Optimized libraries, such as TorchDEQ, unify solver and backward routines, support multiple solver types, and encapsulate normalization and regularization best practices. Across the “DEQ Zoo” (language, vision, graph, flow, INR, diffusion), such frameworks have systematically improved accuracy, training stability, and efficiency (Geng et al., 2023).

6. Robustness, Certification, and Regularization

Certified Robustness: Traditional interval bound propagation and Lipschitz-bounded certification methods have limited scalability on large-scale DEQs. Serialized Randomized Smoothing (SRS) adapts randomized smoothing for DEQs, reusing previous equilibrium solutions across correlated input samples. SRS achieves up to 7× speed-up in certification with minimal loss in accuracy compared to independent solves (Gao et al., 2024).
Adversarial Robustness: Standard adversarial training for DEQs under-regularizes intermediate states, as only terminal fixed points are constrained. Explicit regularization along the entire trajectory—via input entropy reduction and random-layer adversarial penalties—substantially improves DEQ robustness over strong explicit-deep baselines (Yang et al., 2023).
Regularization: Penalizing the Jacobian at equilibrium, especially by Frobenius norm via Hutchinson trace estimation, stabilizes both the forward fixed-point entries and the backward implicit-gradient computation. This approach delivers competitive training time and performance to explicit deep nets on ImageNet and WikiText-103 (Bai et al., 2021).

7. Extensions, Theoretical Insights, and Future Directions

DEQs provide a natural paradigm for joint inference and input optimization: by augmenting the fixed-point system to simultaneously encode network and input optimization conditions, one can embed inner optimization loops (latent variable inference, adversarial attack generation, meta-learning) within a single implicit layer, achieving 3–9× end-to-end speed-ups and O(1) memory (Gurumurthy et al., 2021).
Mirror descent-based DEQs extend the fixed-point methodology to non-Euclidean optimization geometries, including Poisson inverse problems with Kullback–Leibler fidelity. The fixed-point operator’s relative smoothness yields convergence guarantees via the Kurdyka–Łojasiewicz inequality (Daniele et al., 15 Jul 2025).
The kernel limit and random matrix theory indicate that—at least in the high-dimensional regime—DEQs are functionally equivalent to carefully designed shallow explicit networks regarding NTK and CK spectra, providing a theoretical link between implicit and explicit models (Ling et al., 2024).

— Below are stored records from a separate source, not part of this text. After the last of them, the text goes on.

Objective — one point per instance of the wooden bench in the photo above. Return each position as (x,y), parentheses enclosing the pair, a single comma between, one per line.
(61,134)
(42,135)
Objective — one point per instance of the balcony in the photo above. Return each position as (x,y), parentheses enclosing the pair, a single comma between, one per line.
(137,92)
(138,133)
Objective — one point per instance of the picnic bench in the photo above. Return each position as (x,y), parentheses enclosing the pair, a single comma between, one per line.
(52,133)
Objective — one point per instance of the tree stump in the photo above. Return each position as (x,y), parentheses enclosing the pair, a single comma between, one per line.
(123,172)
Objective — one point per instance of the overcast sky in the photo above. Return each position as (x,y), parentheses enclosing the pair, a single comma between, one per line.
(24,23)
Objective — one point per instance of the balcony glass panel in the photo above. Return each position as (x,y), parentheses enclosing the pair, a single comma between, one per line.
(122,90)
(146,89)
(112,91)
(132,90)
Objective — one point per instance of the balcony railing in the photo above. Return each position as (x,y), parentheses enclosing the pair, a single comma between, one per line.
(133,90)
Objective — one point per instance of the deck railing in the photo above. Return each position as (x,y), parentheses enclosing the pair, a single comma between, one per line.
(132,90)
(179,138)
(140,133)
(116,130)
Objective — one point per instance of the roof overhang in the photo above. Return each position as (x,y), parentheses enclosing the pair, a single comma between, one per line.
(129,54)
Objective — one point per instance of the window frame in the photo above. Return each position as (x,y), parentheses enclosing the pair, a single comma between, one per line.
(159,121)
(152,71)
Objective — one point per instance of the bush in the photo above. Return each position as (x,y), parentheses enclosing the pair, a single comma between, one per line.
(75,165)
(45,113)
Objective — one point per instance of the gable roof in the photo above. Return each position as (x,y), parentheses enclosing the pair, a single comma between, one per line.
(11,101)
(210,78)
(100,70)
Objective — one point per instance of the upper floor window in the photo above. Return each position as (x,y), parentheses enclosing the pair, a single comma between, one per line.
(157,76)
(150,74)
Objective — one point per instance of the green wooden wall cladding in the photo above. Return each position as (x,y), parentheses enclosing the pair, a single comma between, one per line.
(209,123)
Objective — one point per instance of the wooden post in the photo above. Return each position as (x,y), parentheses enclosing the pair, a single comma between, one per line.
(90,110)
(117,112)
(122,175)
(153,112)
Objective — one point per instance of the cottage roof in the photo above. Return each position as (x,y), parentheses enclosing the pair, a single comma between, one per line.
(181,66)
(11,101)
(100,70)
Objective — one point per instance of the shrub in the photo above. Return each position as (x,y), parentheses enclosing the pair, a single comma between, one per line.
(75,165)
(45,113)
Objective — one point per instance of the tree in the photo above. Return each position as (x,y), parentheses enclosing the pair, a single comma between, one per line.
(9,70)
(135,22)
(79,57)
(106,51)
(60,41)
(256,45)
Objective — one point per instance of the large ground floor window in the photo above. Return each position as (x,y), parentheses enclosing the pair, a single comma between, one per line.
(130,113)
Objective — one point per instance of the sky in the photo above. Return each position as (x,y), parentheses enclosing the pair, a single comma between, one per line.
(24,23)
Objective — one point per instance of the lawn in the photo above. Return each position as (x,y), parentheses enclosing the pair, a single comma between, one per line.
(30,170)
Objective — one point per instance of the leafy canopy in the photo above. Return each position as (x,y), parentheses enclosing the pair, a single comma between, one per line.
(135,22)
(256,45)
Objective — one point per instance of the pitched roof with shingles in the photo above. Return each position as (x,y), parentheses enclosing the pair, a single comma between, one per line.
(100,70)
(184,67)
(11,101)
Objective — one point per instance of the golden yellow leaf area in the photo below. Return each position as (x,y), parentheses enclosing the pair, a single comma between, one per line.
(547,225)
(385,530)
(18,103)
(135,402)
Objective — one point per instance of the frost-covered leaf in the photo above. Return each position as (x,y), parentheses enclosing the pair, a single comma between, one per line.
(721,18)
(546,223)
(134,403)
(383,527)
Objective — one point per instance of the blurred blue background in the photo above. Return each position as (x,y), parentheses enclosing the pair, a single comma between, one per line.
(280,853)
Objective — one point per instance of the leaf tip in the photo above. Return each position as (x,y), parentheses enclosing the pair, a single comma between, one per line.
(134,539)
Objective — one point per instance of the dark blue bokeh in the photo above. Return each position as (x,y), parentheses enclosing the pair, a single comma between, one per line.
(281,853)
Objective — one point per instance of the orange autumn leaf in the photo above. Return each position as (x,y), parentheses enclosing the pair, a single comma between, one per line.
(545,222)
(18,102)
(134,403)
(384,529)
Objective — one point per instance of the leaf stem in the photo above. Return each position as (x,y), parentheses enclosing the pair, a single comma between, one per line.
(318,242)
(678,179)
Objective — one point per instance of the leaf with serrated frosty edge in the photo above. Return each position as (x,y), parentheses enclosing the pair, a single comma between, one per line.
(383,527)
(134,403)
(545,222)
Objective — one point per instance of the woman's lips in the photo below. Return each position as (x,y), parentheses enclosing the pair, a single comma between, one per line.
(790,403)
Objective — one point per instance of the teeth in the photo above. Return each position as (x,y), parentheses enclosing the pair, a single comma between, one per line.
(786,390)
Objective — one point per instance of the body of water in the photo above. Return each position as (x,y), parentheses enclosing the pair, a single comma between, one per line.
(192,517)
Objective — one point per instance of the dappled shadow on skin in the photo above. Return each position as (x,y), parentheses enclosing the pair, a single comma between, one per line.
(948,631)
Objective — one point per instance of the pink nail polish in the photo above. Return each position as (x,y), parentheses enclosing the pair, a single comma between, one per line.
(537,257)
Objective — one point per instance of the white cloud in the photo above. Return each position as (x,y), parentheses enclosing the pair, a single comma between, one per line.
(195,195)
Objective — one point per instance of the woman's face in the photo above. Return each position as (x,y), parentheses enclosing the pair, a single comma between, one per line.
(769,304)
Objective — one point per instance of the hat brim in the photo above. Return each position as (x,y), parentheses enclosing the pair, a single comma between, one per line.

Continued study of convergence guarantees, initialization sensitivity, robust training schemes, and application to non-Euclidean and structured domains (e.g., sets, graphs, physical systems) is ongoing, with foundational results highlighting DEQs as a central abstraction uniting depth efficiency, implicit modeling, and fixed-point scheme learning across machine learning (Bai et al., 2019, Sato et al., 3 Feb 2026, Mehta et al., 24 Nov 2025, Geng et al., 2023).